After carefully testing your fast sine function again (the c version, not the assembly version), it does seem to be about twice as fast as the standard function. =)
So starting implementing your dimensional sorting suggestion. Using insertion-sort to sort the objects in each dimension is super fast since there's good coherency between frames. Then the idea was to take each object and use the sorted lists to figure out which other objects are nearby in each dimension. Across the 3 dimensions, there would be some duplicate nearby objects, so I'd cull those and then finally do interactions for what's left over.
However, dimensional sorting doesn't seem to work if my people/objects are different sizes, which is desirable for my project. Still thinking about workaround...

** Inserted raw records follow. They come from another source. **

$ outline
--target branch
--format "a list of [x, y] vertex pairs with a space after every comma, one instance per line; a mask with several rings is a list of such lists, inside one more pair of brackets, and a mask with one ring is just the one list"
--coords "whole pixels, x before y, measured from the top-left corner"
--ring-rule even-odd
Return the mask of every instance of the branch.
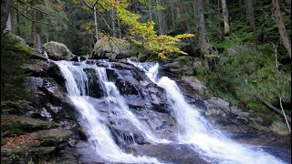
[[282, 111], [278, 108], [276, 108], [276, 107], [272, 106], [271, 104], [269, 104], [268, 102], [265, 101], [264, 99], [262, 99], [261, 97], [259, 97], [257, 95], [255, 95], [256, 97], [261, 101], [264, 105], [266, 105], [267, 108], [269, 108], [270, 109], [272, 109], [273, 111], [275, 111], [276, 113], [277, 113], [278, 115], [281, 115], [283, 117], [285, 117], [285, 118], [287, 119], [287, 121], [288, 121], [291, 124], [291, 118], [283, 115]]
[[38, 9], [38, 8], [36, 8], [35, 6], [32, 6], [31, 5], [29, 5], [29, 4], [27, 4], [27, 3], [24, 2], [24, 1], [18, 0], [18, 2], [21, 2], [22, 4], [24, 4], [26, 5], [28, 5], [28, 6], [32, 7], [33, 9], [37, 10], [39, 12], [42, 12], [42, 13], [44, 13], [46, 15], [52, 15], [52, 16], [57, 16], [57, 15], [52, 15], [52, 14], [47, 13], [47, 12], [41, 10], [41, 9]]
[[55, 26], [54, 24], [50, 24], [50, 23], [47, 23], [47, 22], [42, 22], [42, 21], [33, 20], [32, 18], [29, 18], [28, 16], [26, 16], [24, 13], [22, 13], [22, 12], [21, 12], [18, 8], [16, 8], [16, 6], [14, 6], [14, 8], [15, 8], [18, 13], [20, 13], [24, 17], [26, 17], [26, 19], [28, 19], [28, 20], [30, 20], [30, 21], [32, 21], [32, 22]]
[[[92, 5], [92, 6], [95, 7], [95, 5], [98, 5], [98, 4], [99, 4], [99, 5], [104, 10], [104, 12], [106, 13], [106, 15], [110, 18], [110, 20], [111, 20], [112, 22], [114, 22], [115, 25], [118, 25], [118, 23], [114, 20], [114, 18], [111, 17], [111, 15], [107, 12], [107, 10], [104, 8], [104, 6], [103, 6], [101, 4], [99, 3], [99, 0], [97, 0], [97, 1], [94, 3], [94, 5]], [[119, 26], [119, 25], [118, 25], [118, 26]], [[120, 30], [119, 30], [119, 31], [120, 31]]]
[[105, 18], [102, 16], [102, 15], [101, 15], [99, 11], [97, 11], [96, 9], [94, 9], [94, 7], [93, 7], [90, 4], [89, 4], [88, 2], [86, 2], [86, 0], [83, 0], [83, 2], [84, 2], [91, 10], [93, 10], [93, 11], [97, 12], [97, 14], [99, 14], [99, 15], [101, 17], [102, 21], [106, 24], [107, 27], [108, 27], [110, 30], [111, 30], [111, 31], [113, 31], [113, 32], [116, 32], [116, 33], [119, 32], [119, 31], [116, 31], [116, 30], [112, 29], [112, 28], [109, 26], [109, 24], [107, 23], [107, 21], [105, 20]]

Further, for each dimension (say x), each object potentially collides with all the objects inside of a slice in the other dimensions (all the objects in the collision range in x, but with any y or z). This is really expensive if the object density is high. This isn't an issue for a 1D system, and less for a 2D system, but seems like it would be crippling in 3D. Is there something I'm missing?
When I get a chance I may finish up the sort thing and get some real numbers anyway.
@alphadog Well, I've already established that yes, certain functions are being called upwards of 10million times a second. Even if I can reduce the number of interaction checks I can do with spatial partitioning, those functions will be called a lot. For example, I just benchmarked my collision algorithm, and commenting out its contents doubles the performance of my application. Performance is ok now, but once I add artificial intelligence for each object, its going to get slow.
The idea of writing a sort-algorithm in assembly never even crossed my mind. I don't think I will try it. Do you have a suggestion for a spatial subdivision algorithm that works well for many dynamic objects? My intuition says the cost would outweigh the benefit because of all the updating, but I'm not so experienced with these things.
Adding an initial box-test to my collision algorithm boosted performance by about 15%, which is not groundbreaking, but nice for 3 extra lines of code.
I also benched the circular, doubly-linked list that I was storing my objects/people in versus ordinary arrays. Iterating through the objects for interactions and rendering is only between 0 and 20% faster (total application performance) with arrays. I'll stick with the convenience of the linked-list for now.